Managed Trade for Sugar from Mexico?

Mexican Economy Secretary Ildefonso Guajardo was in Washington this week arguing on behalf of an agreement to suspend the U.S. antidumping/countervailing duty (AD/CVD) investigation against imports of sugar from Mexico.  The case will soon enter its final phase, with the U.S. International Trade Commission (ITC) expected to determine early next year whether the U.S. sugar industry has been injured by imports from Mexico. 

In the context of North American sugar politics, an agreement to suspend the AD/CVD process and implement a managed-trade arrangement makes some sense.  Both U.S. and Mexican sugar industries already are more or less wards of the state, or at least are very heavily guided and controlled by their respective governments.  Both governments have given indications that they are interested in settling this dispute.  The history of bilateral sugar trade has been dominated by government intervention rather than by free-market economics.  It seems almost natural to take the next obvious step by allowing Mexican sugar to enter the United States only under terms of a suspension agreement (i.e., with the quantity limited or the price set high).

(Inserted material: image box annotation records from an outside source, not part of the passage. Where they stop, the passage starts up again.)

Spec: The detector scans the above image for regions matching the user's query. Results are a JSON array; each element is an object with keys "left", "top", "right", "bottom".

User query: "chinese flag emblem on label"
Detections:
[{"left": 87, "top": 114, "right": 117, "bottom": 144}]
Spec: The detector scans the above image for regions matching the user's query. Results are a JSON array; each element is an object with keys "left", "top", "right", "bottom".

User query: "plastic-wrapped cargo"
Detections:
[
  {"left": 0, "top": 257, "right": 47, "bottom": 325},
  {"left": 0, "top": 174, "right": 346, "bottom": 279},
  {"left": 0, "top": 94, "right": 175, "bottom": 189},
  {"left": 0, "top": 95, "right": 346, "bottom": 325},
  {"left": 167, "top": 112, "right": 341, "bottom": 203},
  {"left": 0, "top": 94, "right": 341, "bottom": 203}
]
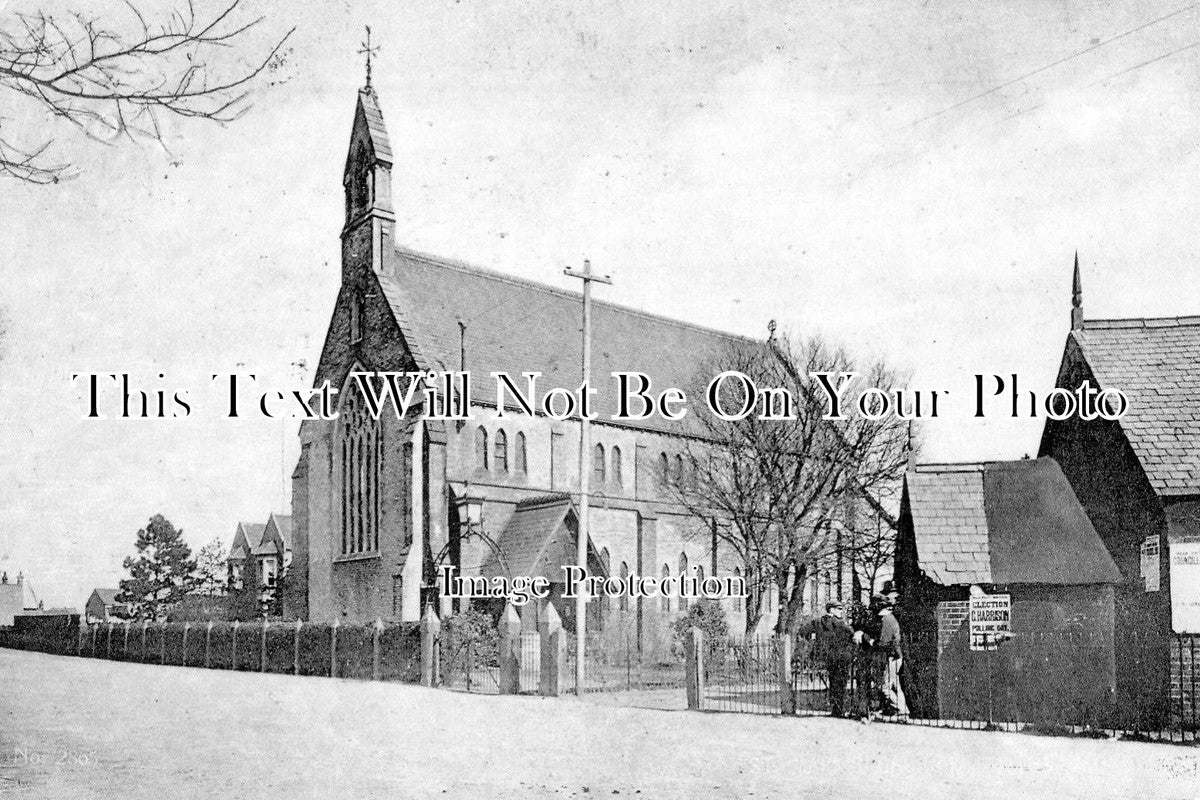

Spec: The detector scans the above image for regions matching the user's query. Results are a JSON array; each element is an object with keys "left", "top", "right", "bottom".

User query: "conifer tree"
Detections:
[{"left": 116, "top": 513, "right": 196, "bottom": 621}]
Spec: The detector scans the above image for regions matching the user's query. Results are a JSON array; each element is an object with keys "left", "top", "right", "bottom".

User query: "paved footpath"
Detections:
[{"left": 0, "top": 649, "right": 1200, "bottom": 800}]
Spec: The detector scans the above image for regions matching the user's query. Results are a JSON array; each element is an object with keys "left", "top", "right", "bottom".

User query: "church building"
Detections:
[
  {"left": 1039, "top": 259, "right": 1200, "bottom": 722},
  {"left": 284, "top": 83, "right": 854, "bottom": 651}
]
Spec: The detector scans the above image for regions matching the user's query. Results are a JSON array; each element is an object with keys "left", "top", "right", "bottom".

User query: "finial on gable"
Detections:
[
  {"left": 359, "top": 25, "right": 379, "bottom": 89},
  {"left": 1070, "top": 249, "right": 1084, "bottom": 331}
]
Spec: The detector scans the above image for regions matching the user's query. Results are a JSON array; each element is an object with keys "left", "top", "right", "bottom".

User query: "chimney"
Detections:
[{"left": 1070, "top": 255, "right": 1084, "bottom": 331}]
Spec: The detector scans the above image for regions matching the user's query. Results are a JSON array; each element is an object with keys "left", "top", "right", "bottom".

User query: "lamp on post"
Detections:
[{"left": 455, "top": 493, "right": 484, "bottom": 534}]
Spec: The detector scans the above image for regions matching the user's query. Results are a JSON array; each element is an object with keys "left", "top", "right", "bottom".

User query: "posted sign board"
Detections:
[
  {"left": 970, "top": 595, "right": 1013, "bottom": 650},
  {"left": 1169, "top": 542, "right": 1200, "bottom": 633}
]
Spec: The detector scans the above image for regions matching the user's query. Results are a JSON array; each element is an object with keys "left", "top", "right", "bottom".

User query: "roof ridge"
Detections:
[
  {"left": 396, "top": 243, "right": 758, "bottom": 342},
  {"left": 1082, "top": 314, "right": 1200, "bottom": 333}
]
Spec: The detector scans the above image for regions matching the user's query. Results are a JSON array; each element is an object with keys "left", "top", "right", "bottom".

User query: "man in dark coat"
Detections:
[{"left": 812, "top": 600, "right": 854, "bottom": 717}]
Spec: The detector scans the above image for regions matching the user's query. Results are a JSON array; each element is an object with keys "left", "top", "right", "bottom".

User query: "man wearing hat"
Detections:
[
  {"left": 812, "top": 600, "right": 854, "bottom": 717},
  {"left": 875, "top": 581, "right": 908, "bottom": 718}
]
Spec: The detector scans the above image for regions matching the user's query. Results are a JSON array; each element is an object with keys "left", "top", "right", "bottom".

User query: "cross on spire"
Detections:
[{"left": 359, "top": 25, "right": 379, "bottom": 89}]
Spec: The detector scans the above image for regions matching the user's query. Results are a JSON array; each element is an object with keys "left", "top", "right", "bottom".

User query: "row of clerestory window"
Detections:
[
  {"left": 475, "top": 427, "right": 529, "bottom": 475},
  {"left": 475, "top": 426, "right": 697, "bottom": 491}
]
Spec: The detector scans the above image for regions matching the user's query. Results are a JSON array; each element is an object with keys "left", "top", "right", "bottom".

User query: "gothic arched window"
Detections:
[
  {"left": 350, "top": 291, "right": 362, "bottom": 344},
  {"left": 494, "top": 429, "right": 509, "bottom": 473},
  {"left": 600, "top": 547, "right": 612, "bottom": 612},
  {"left": 659, "top": 564, "right": 671, "bottom": 613},
  {"left": 475, "top": 426, "right": 487, "bottom": 469},
  {"left": 512, "top": 431, "right": 529, "bottom": 475},
  {"left": 620, "top": 561, "right": 629, "bottom": 612},
  {"left": 681, "top": 554, "right": 690, "bottom": 612},
  {"left": 338, "top": 390, "right": 383, "bottom": 555},
  {"left": 733, "top": 566, "right": 742, "bottom": 612},
  {"left": 592, "top": 445, "right": 605, "bottom": 486}
]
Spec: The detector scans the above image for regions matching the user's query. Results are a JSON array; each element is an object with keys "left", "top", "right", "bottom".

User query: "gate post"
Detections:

It’s worth mentioning that Mexican sugar growers are the only ones in the world currently allowed to sell as much sugar as they wish in the U.S. marketplace.  Even U.S. growers are not permitted to do so.  Years ago they gave up that right in exchange for retaining an almost embarrassingly high level of price support.  That strong price incentive was inducing them to grow more sugar than the market could absorb.  Under the provisions of the U.S. sugar program, that excess sugar could end up being owned by the U.S. Department of Agriculture at considerable expense to taxpayers.  So U.S. sugar growers made the decision to sell less sugar, but keep the price high.

Mexican growers, on the other hand, obtained unfettered access to the U.S. market in 2008. That followed a contentious period of bilateral trade in sugar and high-fructose corn syrup (HFCS) dating to 1994, which was when the North American Free-Trade Agreement (NAFTA) began to be implemented.  In a nutshell, the United States adopted a much more restrictive approach to imports of Mexican sugar than Mexico thought had been negotiated, and the Mexicans reciprocated regarding imports of HFCS. 

Given that historic context, the open access to the U.S. market enjoyed by the Mexicans since 2008 seems to be rather an anomaly.  Why not go back to the good old days of closely managed trade?